Commenting on the verdict, AAP’s Delhi convenor and minister Gopal Rai said: “The question was being raised for a long time that through electoral bonds the central government is influencing people, and fair economic management in a democracy. I believe that the decision taken by the Supreme Court will bring transparency in the elections.”

The Shiv Sena (Uddhav Thackery group), which lost its government in Maharashtra to the machinations of the BJP, did not mince words in its reaction to the verdict. “One of the most corrupt tools in the BJP’s kitty rightfully struck down by the SC. Only if governments formed through corrupt and unconstitutional practises could also be struck down," Sena (UBT) Rajya Sabha deputy leader Priyanka Chaturvedi posted on X.

With a graphic that showed the BJP alone cornering well over 50 per cent of the Rs 9,208.23 worth of electoral bonds sold between 2017-18 and 2021-22, Chaturvedi said: “This. The BJP graph versus the rest. Did someone say level playing field?” In response to the BJP’s claim of cleaning up electoral funding, she said: “The BJP has not ended corruption but rather corporatised and institutionalised it.”

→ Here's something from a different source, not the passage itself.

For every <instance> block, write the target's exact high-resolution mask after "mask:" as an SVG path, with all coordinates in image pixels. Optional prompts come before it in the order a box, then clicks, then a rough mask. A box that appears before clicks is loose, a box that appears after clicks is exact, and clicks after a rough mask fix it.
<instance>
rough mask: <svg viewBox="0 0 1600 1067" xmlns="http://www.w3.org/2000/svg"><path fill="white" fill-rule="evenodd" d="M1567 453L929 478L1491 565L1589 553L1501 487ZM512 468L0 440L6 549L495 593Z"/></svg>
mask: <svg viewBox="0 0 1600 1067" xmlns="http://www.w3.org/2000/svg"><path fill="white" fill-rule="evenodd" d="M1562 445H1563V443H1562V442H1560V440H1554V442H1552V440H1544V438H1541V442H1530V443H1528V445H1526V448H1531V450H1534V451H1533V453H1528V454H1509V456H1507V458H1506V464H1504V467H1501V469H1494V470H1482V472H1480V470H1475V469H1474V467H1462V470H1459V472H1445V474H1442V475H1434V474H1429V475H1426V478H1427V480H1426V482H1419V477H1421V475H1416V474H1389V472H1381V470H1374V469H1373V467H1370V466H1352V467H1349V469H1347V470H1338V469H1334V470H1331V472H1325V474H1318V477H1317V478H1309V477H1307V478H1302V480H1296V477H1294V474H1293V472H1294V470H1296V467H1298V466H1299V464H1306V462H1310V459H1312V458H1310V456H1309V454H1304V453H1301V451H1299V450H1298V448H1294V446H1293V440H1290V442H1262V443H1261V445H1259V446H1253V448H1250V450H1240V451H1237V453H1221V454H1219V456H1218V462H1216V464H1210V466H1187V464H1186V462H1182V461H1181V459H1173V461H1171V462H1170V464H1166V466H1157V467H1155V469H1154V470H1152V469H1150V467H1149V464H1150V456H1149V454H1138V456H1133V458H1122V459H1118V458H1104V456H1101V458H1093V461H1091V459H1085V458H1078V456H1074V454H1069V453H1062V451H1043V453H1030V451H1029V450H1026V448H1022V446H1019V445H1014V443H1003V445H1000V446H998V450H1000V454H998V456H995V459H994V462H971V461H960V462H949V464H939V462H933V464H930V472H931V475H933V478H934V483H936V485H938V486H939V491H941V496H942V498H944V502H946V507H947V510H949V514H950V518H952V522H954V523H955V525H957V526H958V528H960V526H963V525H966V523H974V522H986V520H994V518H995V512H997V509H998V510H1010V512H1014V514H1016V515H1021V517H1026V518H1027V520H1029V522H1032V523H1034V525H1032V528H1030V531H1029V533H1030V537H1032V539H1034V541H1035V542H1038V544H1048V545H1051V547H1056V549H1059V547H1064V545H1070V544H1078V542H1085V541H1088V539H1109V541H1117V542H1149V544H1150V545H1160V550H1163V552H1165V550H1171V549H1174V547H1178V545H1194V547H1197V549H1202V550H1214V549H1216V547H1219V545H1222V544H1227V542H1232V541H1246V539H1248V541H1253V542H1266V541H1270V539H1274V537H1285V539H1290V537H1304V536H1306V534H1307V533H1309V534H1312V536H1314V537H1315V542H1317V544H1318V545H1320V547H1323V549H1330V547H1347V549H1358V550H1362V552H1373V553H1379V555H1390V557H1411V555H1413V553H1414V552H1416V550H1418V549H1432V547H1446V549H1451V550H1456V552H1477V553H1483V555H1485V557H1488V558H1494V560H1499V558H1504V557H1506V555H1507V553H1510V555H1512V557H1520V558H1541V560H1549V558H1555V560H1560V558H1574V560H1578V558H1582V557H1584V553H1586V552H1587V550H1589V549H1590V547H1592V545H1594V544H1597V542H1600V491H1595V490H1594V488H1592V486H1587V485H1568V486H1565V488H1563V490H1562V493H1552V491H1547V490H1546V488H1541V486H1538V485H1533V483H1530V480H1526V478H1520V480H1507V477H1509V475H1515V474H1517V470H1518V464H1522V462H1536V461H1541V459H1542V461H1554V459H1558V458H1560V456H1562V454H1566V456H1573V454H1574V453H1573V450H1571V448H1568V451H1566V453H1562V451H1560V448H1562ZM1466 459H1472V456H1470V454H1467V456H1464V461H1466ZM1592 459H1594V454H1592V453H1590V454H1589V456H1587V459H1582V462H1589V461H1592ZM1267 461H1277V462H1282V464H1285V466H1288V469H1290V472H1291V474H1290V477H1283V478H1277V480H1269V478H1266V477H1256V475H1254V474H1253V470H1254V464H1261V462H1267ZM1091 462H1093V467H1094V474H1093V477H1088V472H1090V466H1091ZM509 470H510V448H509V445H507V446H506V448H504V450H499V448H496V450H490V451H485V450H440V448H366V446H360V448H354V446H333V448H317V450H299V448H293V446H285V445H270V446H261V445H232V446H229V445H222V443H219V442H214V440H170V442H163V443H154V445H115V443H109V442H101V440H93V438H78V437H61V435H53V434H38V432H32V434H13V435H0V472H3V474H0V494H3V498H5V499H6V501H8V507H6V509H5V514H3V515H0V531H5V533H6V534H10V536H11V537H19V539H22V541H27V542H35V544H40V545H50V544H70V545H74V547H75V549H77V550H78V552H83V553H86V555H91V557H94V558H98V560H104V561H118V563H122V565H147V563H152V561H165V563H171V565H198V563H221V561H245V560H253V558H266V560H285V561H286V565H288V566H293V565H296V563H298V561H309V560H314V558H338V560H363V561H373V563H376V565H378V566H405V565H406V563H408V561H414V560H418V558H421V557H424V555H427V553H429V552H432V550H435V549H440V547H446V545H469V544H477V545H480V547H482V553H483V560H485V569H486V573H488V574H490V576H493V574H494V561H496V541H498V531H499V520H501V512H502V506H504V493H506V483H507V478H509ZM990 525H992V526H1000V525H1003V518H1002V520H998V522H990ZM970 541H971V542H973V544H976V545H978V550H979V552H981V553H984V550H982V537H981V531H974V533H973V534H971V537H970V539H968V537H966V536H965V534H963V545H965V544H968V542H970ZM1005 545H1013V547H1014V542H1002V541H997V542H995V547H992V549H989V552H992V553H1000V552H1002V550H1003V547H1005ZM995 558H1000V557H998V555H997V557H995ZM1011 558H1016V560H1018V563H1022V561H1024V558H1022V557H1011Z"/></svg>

Of the view that the verdict is good for the resurgence of democracy in India, Samajwadi Party’s Akhilesh Yadav made out a case for a similar review of the PM CARES Fund, which is equally opaque.

Tamil Nadu chief minister M.K. Stalin said: “The Hon’ble Supreme Court has rightly held that the electoral bonds are unconstitutional. This will ensure transparent electoral process and the integrity of the system. This judgement has restored the democracy and level playing field for all political parties. It has also ensured the common man’s faith in the system.”